A forma como Toxic retrata suas vidas é um beco sem saída, de negligência familiar, pobreza e poucas opções, tornando comum a prostituição como forma de conseguir dinheiro, o uso de substâncias potencialmente letais para emagrecer, e abusos, riscos e nenhum acolhimento ou vislumbre de futuro fazem parte de seus dias. Maria e Kristina encontram uma na outra, então, algum apoio, mesmo que conscientes de suas limitações. Enquanto cada escolha de ambas na tentativa de sair desse lugar pela profissão de modelo as leva a caminhos mais insalubres e tóxicos, ainda vê-se medo em seus olhos, apreensão e abandono, algo que só é partilhado ao ponto em que ganham confiança uma na outra, e, assim, dividem suas emoções também com a encenação do filme. Todos os jovens retratados no longa reconhecem suas realidades e vivem na corda bamba do perigo por ser rotineiro a eles, mas é a proximidade criada por Saulė Bliuvaitė com suas duas personagens principais que abre suas vulnerabilidades e remove as máscaras, principalmente de Kristina, as levando ao retrato de meninas desamparadas e frágeis que sempre foram com seus apenas 13 anos.

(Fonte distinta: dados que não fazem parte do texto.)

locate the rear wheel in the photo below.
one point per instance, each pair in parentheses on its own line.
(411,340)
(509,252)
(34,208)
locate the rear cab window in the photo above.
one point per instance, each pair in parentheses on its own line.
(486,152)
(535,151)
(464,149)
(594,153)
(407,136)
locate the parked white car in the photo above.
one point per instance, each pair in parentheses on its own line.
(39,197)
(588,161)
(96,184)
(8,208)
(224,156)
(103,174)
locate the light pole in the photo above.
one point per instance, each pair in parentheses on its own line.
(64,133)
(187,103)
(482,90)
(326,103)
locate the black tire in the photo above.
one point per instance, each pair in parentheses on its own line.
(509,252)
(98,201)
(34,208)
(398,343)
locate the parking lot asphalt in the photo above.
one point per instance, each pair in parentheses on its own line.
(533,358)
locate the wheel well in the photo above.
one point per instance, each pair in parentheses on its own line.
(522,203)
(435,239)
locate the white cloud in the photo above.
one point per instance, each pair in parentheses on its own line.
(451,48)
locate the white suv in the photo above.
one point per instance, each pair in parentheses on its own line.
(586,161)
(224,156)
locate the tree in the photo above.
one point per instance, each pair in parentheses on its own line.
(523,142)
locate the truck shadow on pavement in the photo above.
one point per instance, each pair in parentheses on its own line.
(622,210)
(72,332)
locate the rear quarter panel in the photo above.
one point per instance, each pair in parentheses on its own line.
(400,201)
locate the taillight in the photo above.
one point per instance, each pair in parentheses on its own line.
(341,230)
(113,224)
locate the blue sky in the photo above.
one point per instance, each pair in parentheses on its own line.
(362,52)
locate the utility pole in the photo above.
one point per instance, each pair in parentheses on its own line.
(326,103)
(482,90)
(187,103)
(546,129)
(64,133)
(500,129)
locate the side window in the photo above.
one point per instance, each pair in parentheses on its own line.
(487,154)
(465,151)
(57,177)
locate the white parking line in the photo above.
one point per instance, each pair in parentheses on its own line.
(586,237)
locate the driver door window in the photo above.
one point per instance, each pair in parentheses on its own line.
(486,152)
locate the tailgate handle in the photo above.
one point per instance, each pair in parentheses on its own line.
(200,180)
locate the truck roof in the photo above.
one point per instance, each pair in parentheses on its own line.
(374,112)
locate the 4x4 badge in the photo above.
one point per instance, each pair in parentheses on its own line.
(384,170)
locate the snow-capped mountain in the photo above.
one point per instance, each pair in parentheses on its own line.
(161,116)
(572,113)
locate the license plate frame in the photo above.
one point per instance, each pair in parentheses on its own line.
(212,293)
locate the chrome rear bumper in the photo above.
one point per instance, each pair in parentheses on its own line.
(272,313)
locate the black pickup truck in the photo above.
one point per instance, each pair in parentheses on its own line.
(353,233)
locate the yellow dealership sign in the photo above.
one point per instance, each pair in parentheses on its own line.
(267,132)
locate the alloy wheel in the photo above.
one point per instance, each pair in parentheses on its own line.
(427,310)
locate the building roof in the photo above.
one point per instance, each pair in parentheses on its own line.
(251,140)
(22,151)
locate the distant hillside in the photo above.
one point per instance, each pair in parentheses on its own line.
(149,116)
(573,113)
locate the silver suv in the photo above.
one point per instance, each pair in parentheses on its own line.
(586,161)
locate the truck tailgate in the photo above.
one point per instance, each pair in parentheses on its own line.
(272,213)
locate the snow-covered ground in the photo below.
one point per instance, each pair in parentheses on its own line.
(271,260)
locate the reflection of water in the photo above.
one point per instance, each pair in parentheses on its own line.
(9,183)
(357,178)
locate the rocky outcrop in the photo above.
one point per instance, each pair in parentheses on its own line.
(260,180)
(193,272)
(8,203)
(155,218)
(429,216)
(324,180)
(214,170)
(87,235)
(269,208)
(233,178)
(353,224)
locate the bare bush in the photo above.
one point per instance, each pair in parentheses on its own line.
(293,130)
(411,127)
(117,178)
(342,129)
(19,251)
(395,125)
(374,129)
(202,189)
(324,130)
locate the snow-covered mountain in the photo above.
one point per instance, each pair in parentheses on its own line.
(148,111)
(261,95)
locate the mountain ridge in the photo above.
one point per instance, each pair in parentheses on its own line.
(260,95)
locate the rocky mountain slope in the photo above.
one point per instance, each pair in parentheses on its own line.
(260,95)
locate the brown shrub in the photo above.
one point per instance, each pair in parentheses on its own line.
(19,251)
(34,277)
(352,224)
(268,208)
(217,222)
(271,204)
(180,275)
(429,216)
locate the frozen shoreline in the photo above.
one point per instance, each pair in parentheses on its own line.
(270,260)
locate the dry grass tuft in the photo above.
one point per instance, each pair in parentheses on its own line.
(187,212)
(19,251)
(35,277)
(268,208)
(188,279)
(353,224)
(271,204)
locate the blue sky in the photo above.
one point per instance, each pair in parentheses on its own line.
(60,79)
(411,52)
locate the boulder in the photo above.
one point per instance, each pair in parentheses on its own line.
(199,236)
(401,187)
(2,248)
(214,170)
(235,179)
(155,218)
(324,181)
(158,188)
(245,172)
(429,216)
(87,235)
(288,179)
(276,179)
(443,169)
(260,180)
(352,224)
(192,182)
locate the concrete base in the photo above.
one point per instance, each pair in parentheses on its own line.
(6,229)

Toxic é permeado pela tristeza e falta de horizontes, jogando essas jovens em uma solidão arriscada, observando seus amadurecimentos forçados em cascas duras que protegem seus interiores ainda tão inocentes. Assim, faz sua crítica utilizando a hostilidade do mundo para com os corpos femininos como meio para esse alerta a como criminosos se aproveitam de meninas em situações de vulnerabilidade e pobreza. Há um único momento em que uma família aparece para brigar por sua filha, que já está longe, mas suas palavras deixam claro que ignoraram qualquer sinal alarmante pela possibilidade da menina ganhar algum dinheiro. É um mundo de poucas portas e saídas, como se a pequena cidade fosse um buraco no meio de tudo, e o que Bliuvaitė desenha é a realidade crua e dura de viver sem perspectivas, ainda pior quando se é mulher.